Loss of blood-brain barrier properties in association with endoplasmic reticulum stress in vascular cells from in vivo and in vitro models of Alzheimer's disease.

POMILIO C; PRESA J; GONZALEZ PEREZ N; VINUESA A; BENTIVEGNA M; GREGOSA A; KIM KS; GALVÁN V; BEAUQUIS J; SARAVIA F

Congreso; Alzheimer's Association International Conference (AAIC); 2021

Alzheimer's Association

Background. Alzheimer?s disease (AD) is the leading cause of dementia. Among other histopathological hallmarks, it is characterized by the abnormal accumulation of Amyloid-β (Aβ) peptides. Vascular alterations and blood-brain barrier (BBB) disruption are also evidenced in AD patients, in close association with perivascular amyloid deposits, which are composed mainly of Aβ 1-40. Aβ was linked to endoplasmic reticulum stress (ERS) induction in brain cells. In this study we characterized the progression of vascular alterations in the hippocampus of PDAPP-J20 mice, a validated transgenic model for AD. Methods. Brain sections from young and old PDAPP-J20 mice were processed for immunohistochemistry against occludin or stained with fluorescent tomato lectin -a vascular marker-. Some mice were previously injected with Evans blue or sodium fluorescein in order to evidence BBB disruption. Also, cerebral microvascular fractions were obtained from old PDAPP-J20 mice and the proteins from these samples were analyzed by mass spectrometry and proteomics analysis. For in vitro assays, human brain microvascular endothelial cells were exposed to fibrillar Aβ1-40. Markers for BBB and ERS were evaluated in these conditions. Results. We found a significant increment in morphological alterations in vessels from AD mice compared to age-matched controls, mainly in those surrounded by Aβ deposits.
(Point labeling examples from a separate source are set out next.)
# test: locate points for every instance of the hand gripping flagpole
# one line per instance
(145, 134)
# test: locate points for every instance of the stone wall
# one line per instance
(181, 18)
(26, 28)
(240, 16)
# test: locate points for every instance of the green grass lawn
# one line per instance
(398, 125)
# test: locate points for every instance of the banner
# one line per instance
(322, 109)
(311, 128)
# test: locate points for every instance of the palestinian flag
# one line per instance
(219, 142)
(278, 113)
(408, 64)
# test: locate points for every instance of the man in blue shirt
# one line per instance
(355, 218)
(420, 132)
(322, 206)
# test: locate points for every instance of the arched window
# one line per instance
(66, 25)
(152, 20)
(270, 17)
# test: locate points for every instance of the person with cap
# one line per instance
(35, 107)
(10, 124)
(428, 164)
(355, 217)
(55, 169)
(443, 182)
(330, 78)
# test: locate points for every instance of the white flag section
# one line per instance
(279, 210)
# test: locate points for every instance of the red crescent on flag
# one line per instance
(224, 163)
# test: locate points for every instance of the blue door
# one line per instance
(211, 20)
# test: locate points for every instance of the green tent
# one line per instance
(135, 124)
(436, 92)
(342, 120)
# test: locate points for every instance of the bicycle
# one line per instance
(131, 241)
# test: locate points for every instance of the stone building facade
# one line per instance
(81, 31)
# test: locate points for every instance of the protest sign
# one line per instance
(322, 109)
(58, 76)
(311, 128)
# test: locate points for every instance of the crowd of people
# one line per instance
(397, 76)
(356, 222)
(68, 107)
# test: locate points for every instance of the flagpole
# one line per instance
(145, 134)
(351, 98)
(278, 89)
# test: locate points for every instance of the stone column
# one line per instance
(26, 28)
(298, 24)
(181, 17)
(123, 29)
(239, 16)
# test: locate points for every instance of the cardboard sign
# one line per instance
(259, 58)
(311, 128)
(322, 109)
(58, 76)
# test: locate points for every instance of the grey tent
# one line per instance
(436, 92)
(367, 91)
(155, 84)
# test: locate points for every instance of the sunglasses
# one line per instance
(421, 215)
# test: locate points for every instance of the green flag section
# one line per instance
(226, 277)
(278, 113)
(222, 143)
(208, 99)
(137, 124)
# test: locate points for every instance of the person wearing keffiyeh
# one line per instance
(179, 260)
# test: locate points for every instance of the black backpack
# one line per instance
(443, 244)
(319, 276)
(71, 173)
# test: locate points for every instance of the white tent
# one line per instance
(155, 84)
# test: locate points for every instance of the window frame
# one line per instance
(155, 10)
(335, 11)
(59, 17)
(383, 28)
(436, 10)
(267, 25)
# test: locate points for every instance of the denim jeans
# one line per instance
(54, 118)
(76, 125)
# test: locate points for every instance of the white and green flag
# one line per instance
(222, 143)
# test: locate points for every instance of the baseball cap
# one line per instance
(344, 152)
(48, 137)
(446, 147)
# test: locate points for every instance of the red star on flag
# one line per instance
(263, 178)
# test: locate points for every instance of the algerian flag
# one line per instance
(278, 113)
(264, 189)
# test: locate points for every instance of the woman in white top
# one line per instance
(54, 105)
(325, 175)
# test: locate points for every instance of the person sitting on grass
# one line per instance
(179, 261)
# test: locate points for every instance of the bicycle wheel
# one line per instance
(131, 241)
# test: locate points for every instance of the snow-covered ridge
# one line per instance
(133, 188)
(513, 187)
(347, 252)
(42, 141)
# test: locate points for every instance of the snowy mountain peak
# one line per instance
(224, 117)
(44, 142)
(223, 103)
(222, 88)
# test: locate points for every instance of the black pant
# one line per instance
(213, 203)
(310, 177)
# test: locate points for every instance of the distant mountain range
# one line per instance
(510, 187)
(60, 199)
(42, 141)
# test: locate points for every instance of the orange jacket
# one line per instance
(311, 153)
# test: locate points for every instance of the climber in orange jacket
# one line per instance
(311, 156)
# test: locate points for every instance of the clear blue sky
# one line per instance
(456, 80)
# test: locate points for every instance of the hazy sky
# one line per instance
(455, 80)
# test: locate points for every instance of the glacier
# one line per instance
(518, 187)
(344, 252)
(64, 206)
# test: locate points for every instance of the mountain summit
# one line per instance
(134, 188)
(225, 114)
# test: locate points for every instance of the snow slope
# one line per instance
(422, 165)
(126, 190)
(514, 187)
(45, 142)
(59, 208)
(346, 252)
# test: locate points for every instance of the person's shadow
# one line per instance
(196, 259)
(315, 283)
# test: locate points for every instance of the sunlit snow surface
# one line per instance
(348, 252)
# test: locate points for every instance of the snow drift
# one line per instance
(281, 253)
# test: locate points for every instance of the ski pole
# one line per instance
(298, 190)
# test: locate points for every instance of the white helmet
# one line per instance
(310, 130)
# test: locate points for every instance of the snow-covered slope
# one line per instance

In old AD mice, we found an increased BBB permeability, in association with a low signal for the endothelial tight junction protein occludin. Then, we obtained cerebral vascular fractions from AD and control mice and measured the levels of vascular proteins through mass spectrometry and proteomics analysis. We identified 82 proteins whose levels were decreased in AD mice. The enrichment analysis showed that the most represented cellular processes in this sample were translation and protein synthesis. Human brain microvascular endothelial cells exposed to Aβ1-40 showed not only a decrease in the occludin detection with a concomitant reduced transendothelial electrical resistance but an increment in BIP and IRE-1α expression, confirming that Aβ promotes ERS with disruption of the BBB in this model. Conclusions. Our results suggest that ERS, downregulation of translation and loss of proteostasis in brain vascular cells emerge as mediators for Aβ-induced endothelial alterations during the progression of AD.